Pero el proceso de toma del poder iba a requerir de la base del viejo justicialismo, sobre el que armó el sustrato político. La primera víctima fue Eduardo Duhalde, quien ofició de caballo de Troya en la provincia de Buenos Aires y en el conurbano para que el kirchnerismo hiciera pie en ese inhóspito territorio nacional.

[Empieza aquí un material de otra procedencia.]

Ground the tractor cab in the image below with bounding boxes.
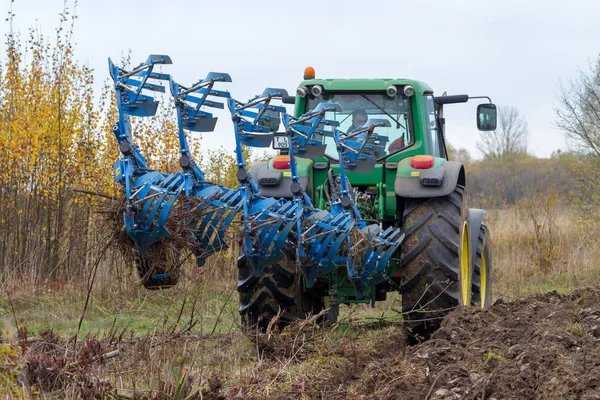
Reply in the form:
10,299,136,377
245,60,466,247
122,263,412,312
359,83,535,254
251,67,496,225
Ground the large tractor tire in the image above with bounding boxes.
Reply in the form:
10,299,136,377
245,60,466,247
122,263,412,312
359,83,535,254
471,224,493,310
135,245,179,290
238,248,337,330
401,185,472,342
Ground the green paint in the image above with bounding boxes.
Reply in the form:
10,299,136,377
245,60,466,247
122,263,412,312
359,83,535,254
269,79,476,304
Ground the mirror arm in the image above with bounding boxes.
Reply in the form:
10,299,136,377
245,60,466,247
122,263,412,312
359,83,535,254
469,96,492,104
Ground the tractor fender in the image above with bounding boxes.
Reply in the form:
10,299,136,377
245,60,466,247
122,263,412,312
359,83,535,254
394,160,465,198
250,161,312,199
469,208,485,276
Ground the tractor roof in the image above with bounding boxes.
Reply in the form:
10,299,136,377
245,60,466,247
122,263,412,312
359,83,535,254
299,78,433,94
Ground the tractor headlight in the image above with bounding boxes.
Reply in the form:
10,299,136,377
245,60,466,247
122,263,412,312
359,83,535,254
385,86,398,97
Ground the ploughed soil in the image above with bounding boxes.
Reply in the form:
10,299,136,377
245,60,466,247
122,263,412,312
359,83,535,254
5,288,600,400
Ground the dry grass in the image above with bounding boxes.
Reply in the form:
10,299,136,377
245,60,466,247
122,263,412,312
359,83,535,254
486,208,600,299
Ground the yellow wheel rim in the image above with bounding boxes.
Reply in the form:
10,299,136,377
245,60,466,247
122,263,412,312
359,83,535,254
479,249,487,308
459,221,471,306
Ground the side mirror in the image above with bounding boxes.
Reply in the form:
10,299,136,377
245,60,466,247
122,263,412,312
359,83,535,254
477,103,497,132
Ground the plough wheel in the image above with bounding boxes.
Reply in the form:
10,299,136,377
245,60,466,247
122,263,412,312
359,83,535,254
238,248,323,330
401,185,471,342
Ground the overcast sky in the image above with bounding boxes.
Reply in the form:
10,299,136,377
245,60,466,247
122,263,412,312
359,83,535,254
2,0,600,157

El ex presidente hizo un intento de desprenderse del “peronismo rancio”, constituido por gobernadores, intendentes del conurbano y dirigentes sindicales bien gordos, y apostó a la transversalidad, un grupo de dirigentes políticos nacidos al calor del “que se vayan todos”. Terminó siendo una ensalada, en la que participó Carlos “Chacho” Álvarez, entre otros.

El cristinismo

Sin identidad ni futuro, Kirchner volvió a apoyarse en el peronismo para erigir en presidenta a su esposa. El segundo capítulo se caracterizó por avanzar sobre el poder económico construido a la sombra de la dictadura militar y por dar espacio a una nueva “¿burguesía?” nacional, dueña de medios de comunicación, negocios de juego, bancos y, tal vez, alguna industria.

Los tropiezos políticos de 2008 –con la crisis del campo y la crisis internacional de 2009, que debilitó las cuentas– y la derrota en las elecciones de junio, de ese mismo año, pusieron “el modelo” contra las cuerdas. La incapacidad de la oposición para capitalizar el mensaje electoral y la posterior e inesperada muerte de Kirchner abrieron nuevamente un escenario que el cristinismo aprovechó. El resultado: 54 por ciento de los votos para la reelección.

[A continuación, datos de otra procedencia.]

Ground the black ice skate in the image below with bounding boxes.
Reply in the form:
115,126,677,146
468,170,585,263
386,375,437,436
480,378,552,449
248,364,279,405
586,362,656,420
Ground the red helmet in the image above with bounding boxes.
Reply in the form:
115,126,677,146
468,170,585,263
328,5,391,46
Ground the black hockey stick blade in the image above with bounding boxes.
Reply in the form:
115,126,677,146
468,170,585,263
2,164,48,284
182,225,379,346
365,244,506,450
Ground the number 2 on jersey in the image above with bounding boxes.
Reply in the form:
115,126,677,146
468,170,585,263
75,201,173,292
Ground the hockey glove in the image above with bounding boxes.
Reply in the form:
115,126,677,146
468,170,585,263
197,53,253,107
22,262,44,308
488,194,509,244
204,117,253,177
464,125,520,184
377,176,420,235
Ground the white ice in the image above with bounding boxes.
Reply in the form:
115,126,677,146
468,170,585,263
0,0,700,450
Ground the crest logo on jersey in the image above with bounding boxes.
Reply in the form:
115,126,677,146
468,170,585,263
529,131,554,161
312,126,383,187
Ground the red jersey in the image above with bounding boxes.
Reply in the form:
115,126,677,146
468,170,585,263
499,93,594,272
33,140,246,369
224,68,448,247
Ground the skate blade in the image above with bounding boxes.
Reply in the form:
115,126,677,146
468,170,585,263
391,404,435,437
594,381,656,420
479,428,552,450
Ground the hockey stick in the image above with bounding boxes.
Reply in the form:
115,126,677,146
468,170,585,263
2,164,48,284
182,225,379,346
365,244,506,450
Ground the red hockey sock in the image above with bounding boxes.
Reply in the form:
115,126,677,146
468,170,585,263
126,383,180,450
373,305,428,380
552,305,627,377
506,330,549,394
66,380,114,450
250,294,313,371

Lo cierto es que, en este tercer capítulo, la Presidenta fue clara en su objetivo político e ideológico: “Antes de mí, nada; después de mí, todo”. Palabras más, palabras menos, señalaba que iba a hacer un gran esfuerzo para convertirse en una bisagra generacional en la vida política argentina. Y, de la mano de La Cámpora, empezó a promocionar a una nueva generación de dirigentes claramente identificados con aquella generación del 70.

Como conclusión, se puede advertir que estos modelos caudillescos no son hereditarios. Los hijos del poder, o los nacidos al calor de él, en general, nunca pudieron proyectarse sobre las estructuras políticas preexistentes. Habrá que ver.